In this example we used Feldera to evaluate *the same feature queries* first over historical (batch) data and then over a combination of historical and streaming inputs.  Feldera's ability to operate on any combination of batch and streaming sources eliminates the need to develop multiple implementations of the same queries for development and production environments.  **In fact, Feldera does not distinguish between the two**.  It processes inputs in the same way and produces the same outputs, whether they arrive frequently in small groups (aka streaming) or occasionally in bigger groups (aka batch).

Upon receiving new inputs, Feldera updates its output views without full re-computation, by doing work proportional to the size of the new data rather than the size of the entire database.  This **incremental evaluation** makes Feldera efficient for both streaming and batch inputs.

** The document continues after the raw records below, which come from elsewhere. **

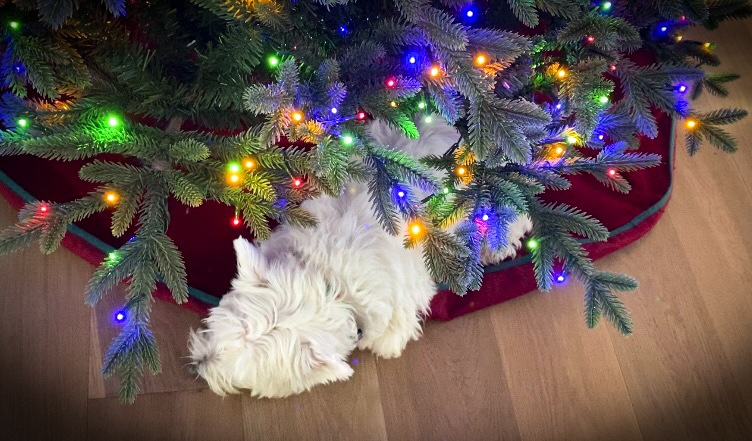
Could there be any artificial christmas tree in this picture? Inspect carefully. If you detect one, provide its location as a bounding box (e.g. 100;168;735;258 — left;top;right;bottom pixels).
0;0;752;400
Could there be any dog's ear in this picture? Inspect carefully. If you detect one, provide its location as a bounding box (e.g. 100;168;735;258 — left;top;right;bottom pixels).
233;237;266;279
300;342;353;381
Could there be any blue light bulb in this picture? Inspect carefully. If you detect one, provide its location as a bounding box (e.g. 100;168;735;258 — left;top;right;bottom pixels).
115;311;126;323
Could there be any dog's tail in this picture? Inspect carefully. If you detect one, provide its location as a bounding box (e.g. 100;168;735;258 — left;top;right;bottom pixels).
188;329;219;378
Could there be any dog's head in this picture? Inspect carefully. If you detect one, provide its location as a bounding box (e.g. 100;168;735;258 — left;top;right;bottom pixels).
189;238;358;397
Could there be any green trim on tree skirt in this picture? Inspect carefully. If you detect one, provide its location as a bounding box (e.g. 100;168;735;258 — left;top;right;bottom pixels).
0;0;752;401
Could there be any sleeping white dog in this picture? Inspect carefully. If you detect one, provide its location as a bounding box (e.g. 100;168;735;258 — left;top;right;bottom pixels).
189;118;532;397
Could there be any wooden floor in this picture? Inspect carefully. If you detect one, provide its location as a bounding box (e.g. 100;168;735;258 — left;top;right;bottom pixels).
0;22;752;441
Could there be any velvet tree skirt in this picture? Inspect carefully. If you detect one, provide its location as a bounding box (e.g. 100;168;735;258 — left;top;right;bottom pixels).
0;111;674;320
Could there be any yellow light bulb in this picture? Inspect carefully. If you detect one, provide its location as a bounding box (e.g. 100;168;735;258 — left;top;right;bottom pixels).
104;191;120;205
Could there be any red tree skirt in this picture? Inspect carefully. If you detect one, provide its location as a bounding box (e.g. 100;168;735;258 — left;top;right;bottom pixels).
0;111;674;320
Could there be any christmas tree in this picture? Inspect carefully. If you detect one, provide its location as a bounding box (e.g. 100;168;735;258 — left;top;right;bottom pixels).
0;0;752;401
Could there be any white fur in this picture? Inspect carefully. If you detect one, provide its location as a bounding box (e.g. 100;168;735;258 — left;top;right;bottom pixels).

Finally, we would like to emphaize that **Feldera is strongly consistent**. If
we pause our inference pipeline and inspect the contents of the output view
produced by Feldera so far, it will be **precisely the same as if we ran the
query on all the inputs received so far as one large batch**.  Unpause the
pipeline and run it a little longer.  The pipeline will receive some additional
inputs and produce additional outputs, but it still preserves the same
input/output guarantee.  This property, known as **strong consistency**, ensures
that the prediction accuracy of your ML model will not be affected by incorrect input.